Carro suspeito de participação no crime é apreendido
Outro avanço ocorreu na sexta-feira (14), quando a polícia apreendeu um veículo suspeito de ter sido utilizado no assassinato.
O automóvel foi localizado nas proximidades da Avenida Washington Soares, na região de Messejana, em Fortaleza. O carro passou por perícia e foi recolhido para auxiliar nas investigações.
Até agora, não foram divulgados detalhes sobre quem seria o proprietário nem sobre a forma como o veículo teria sido empregado no crime.
Advogado chegou a ser detido
O caso também resultou na detenção do advogado que representava Júlia, Walmir Medeiros, na sexta-feira (14).
Segundo a Secretaria da Segurança Pública, ele foi detido após um episódio envolvendo o acesso da policial presa a um telefone celular dentro da unidade prisional.
O advogado negou ter tentado entregar o aparelho à cliente. Afirmou que deixou o próprio celular sobre uma mesa ao sair temporariamente do local e que Júlia teria utilizado o telefone para ligar para a sogra.
Ele foi conduzido à Delegacia de Repressão às Ações Criminosas Organizadas (Draco) e posteriormente liberado após assinar um Termo Circunstanciado de Ocorrência (TCO).
Investigação continua
O assassinato de Raphael Sampaio é investigado pela Delegacia de Homicídios contra Agentes de Segurança Pública (DHASP/DHPP).

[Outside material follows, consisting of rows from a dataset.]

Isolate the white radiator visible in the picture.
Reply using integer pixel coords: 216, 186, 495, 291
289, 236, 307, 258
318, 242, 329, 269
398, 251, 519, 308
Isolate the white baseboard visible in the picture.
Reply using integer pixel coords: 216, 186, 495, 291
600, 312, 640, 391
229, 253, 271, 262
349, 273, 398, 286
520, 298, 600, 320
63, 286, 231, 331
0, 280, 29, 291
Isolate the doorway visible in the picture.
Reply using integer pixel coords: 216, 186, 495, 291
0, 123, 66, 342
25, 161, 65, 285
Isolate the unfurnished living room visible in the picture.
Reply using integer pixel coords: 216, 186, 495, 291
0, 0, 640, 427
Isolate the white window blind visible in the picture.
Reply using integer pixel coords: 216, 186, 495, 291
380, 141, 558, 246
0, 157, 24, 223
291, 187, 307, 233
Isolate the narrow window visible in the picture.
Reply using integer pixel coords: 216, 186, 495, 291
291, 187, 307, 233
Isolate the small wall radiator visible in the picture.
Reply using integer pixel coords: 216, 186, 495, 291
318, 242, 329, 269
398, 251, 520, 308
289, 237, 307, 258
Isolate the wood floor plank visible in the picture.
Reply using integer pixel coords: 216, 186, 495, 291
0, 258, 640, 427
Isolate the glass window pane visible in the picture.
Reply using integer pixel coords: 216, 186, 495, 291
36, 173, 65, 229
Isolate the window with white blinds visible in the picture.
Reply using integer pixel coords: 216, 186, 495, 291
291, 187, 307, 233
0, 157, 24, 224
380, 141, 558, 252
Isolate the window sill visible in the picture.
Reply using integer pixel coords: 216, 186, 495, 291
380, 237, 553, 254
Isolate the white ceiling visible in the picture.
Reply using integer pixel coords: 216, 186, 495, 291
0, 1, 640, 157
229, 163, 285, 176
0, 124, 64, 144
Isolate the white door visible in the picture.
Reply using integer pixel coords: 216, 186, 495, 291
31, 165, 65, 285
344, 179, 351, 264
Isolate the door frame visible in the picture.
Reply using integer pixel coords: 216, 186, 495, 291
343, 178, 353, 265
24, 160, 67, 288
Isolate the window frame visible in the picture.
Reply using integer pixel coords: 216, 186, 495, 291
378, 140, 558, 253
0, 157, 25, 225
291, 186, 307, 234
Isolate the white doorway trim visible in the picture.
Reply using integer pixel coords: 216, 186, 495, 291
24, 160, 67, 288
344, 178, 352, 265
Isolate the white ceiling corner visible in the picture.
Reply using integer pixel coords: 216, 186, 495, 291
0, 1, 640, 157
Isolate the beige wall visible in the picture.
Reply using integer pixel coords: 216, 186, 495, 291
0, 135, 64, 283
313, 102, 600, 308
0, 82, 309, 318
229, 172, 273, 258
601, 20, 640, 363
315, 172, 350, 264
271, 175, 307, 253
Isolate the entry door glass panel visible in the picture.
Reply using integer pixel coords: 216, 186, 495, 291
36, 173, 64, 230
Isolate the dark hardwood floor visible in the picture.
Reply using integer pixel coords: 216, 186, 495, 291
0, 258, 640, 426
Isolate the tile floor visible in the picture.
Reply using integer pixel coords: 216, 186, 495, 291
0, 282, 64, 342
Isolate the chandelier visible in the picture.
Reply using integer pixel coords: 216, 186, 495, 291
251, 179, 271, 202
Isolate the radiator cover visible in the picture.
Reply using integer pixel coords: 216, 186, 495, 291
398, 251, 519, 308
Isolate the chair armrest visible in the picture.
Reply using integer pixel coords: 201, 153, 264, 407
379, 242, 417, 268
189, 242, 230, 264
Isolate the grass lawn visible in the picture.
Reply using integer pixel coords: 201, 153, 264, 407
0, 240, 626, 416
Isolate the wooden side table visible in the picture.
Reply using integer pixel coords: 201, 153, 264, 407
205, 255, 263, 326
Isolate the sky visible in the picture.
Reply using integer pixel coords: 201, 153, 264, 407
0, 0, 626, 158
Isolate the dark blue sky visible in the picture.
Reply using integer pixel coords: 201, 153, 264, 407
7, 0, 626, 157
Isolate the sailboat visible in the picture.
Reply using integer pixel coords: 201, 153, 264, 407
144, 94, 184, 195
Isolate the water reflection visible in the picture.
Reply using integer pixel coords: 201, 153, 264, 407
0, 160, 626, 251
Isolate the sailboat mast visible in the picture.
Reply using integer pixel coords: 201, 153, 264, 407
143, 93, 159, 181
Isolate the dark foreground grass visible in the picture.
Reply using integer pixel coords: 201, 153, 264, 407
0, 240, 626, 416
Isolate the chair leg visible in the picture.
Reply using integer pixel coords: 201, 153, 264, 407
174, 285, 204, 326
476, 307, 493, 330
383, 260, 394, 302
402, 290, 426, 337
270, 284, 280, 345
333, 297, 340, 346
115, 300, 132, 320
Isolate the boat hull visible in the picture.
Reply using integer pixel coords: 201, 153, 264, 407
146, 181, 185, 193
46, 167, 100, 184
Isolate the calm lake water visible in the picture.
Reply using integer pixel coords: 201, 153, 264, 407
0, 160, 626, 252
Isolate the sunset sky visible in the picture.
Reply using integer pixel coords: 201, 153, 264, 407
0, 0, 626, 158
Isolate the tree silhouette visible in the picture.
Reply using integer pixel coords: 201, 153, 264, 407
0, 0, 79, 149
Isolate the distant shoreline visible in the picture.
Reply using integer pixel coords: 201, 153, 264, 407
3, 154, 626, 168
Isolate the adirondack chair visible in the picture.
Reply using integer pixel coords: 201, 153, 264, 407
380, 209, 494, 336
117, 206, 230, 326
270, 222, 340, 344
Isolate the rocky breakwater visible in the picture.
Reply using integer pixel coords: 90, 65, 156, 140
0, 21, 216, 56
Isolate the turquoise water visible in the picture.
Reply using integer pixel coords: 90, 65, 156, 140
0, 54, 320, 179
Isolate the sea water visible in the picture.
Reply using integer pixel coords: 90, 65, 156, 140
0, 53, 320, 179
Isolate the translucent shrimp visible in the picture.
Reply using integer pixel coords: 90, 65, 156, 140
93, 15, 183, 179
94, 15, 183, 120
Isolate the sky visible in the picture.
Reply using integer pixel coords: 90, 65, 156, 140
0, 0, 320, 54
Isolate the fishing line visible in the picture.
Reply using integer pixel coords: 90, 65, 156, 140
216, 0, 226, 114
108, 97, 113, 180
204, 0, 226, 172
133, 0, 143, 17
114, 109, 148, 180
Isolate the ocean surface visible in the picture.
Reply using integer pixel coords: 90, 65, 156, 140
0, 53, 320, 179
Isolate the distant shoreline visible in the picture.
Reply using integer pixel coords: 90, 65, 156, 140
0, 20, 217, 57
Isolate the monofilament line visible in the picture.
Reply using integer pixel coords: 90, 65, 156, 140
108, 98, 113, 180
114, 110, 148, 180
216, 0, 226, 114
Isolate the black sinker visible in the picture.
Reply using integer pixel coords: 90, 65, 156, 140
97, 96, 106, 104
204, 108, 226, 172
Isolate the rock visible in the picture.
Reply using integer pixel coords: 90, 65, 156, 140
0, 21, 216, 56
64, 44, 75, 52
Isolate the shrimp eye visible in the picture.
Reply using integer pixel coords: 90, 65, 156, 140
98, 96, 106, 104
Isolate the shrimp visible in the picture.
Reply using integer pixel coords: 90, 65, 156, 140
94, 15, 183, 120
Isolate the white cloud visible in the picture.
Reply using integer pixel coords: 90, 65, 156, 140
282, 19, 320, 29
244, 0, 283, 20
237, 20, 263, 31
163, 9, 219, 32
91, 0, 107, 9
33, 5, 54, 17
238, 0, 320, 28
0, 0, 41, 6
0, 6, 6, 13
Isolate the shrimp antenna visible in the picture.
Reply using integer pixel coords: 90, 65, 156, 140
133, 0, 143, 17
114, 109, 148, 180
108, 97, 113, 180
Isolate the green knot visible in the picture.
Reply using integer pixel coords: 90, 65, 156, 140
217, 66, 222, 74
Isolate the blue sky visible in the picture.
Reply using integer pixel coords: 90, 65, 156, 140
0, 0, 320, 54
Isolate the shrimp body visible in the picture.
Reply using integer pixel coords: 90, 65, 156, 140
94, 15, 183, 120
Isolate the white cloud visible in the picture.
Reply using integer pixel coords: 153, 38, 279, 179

A Polícia Civil trabalha agora para reconstruir a dinâmica do homicídio e esclarecer qual teria sido a participação de Júlia Natália e Antoneudo Ribeiro no episódio.
Apesar dos elementos já reunidos, a motivação do assassinato e a responsabilidade individual de cada suspeito ainda não foram oficialmente detalhadas pelas autoridades.